Doctoral Researcher, School of Comparative American Studies, History Department

R dot Narayan at warwick dot ac dot uk

Supervisor: Professor Tim Lockley

PhD Project:

"Perpetuating Fear: Representations of the Armed Black Man in the Antebellum Southern Press, 1830-1860"

Fear of the armed black man was widespread in the antebellum southern United States. The fear that at any moment a 'race war' might break out was a source of great psychological trauma for slaveholders. My research seeks a better understanding of the role of the southern press in propagating and encouraging the stereotype of the dangerous armed black man in the three decades leading to the Civil War. This stereotype was an image that slaveholders consumed on a daily or weekly basis when they read the newspapers.

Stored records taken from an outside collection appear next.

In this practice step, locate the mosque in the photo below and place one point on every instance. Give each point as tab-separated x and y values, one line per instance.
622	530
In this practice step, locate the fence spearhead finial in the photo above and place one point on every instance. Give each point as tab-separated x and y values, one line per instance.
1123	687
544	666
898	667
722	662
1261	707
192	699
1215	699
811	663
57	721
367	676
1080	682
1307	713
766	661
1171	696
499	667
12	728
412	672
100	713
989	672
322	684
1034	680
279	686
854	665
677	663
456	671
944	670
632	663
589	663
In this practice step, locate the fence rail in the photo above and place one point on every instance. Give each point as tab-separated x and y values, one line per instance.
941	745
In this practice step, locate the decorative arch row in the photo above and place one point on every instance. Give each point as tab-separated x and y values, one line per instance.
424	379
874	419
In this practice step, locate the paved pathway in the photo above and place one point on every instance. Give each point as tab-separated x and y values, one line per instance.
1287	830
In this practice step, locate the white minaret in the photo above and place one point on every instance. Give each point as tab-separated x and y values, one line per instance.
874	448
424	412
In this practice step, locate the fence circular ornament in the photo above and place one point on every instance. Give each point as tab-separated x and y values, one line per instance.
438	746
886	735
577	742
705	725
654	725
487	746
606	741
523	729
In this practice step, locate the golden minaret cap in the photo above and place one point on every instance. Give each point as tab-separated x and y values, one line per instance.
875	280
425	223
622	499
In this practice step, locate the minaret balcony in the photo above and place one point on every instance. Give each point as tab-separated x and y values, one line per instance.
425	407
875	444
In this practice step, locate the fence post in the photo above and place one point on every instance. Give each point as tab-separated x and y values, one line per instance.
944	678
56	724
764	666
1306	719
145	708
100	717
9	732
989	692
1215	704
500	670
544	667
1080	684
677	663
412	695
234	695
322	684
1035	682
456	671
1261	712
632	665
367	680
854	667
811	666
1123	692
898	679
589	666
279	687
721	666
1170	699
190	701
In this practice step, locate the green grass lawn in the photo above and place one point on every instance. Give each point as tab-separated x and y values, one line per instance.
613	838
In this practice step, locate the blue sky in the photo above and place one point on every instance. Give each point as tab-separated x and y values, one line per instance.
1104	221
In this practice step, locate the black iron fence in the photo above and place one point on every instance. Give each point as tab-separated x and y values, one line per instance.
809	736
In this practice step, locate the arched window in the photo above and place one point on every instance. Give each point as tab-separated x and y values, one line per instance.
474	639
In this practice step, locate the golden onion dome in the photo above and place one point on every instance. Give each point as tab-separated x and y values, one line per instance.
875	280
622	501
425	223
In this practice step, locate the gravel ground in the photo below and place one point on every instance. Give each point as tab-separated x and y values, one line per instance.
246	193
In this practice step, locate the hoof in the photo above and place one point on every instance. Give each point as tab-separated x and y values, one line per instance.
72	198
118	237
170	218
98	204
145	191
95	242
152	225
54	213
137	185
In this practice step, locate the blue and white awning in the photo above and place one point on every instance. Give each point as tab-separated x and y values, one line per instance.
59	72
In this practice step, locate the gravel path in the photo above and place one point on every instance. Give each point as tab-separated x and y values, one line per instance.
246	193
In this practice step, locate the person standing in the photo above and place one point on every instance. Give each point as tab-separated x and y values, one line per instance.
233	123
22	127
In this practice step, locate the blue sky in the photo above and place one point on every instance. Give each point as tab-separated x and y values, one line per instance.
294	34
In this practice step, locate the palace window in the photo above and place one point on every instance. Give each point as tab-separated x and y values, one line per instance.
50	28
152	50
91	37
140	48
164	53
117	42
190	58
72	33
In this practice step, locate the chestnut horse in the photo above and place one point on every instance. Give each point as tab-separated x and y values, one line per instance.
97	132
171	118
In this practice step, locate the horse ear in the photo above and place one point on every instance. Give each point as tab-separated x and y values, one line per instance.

Historians have considered the image of the slave rebel in press coverage of slave rebellions and conspiracies, yet newspapers also often perpetuated a negative stereotype of the dangerous black male, even if they were not directly referring to African-American men, or even discussing slavery. Indeed, the armed black male appeared in the southern press in many different guises: as the rebels of real and imagined slave rebellions; as fugitives; as free black males; as the accomplices of the Seminole Indians, as the rank and file soldiers of the British West India Regiments; and even as leaders of foreign rebellions who stood, metaphorically, in place of the feared black male. Understanding the ways in which the press encouraged the everyday fears of slaveholders is vital to understanding their reactions both at times of hysteria and turmoil, and during periods of comparative calm. By considering the different ways in which the southern press influenced an image of the black male as dangerous, my project will highlight how important the press was in creating and perpetuating fears and anxieties among the slaveholding elite


Hiding in a Swamp

Left: “Runaway slave hiding in a swamp” (North Carolina Office of Archives and History, Raleigh, N.C.)

Right: A representation of Nat Turner's Rebellion.

Samuel Warner, Authentic and impartial narrative of the tragical scene

which was witnessed in Southampton County, Virginia (New York, 1831)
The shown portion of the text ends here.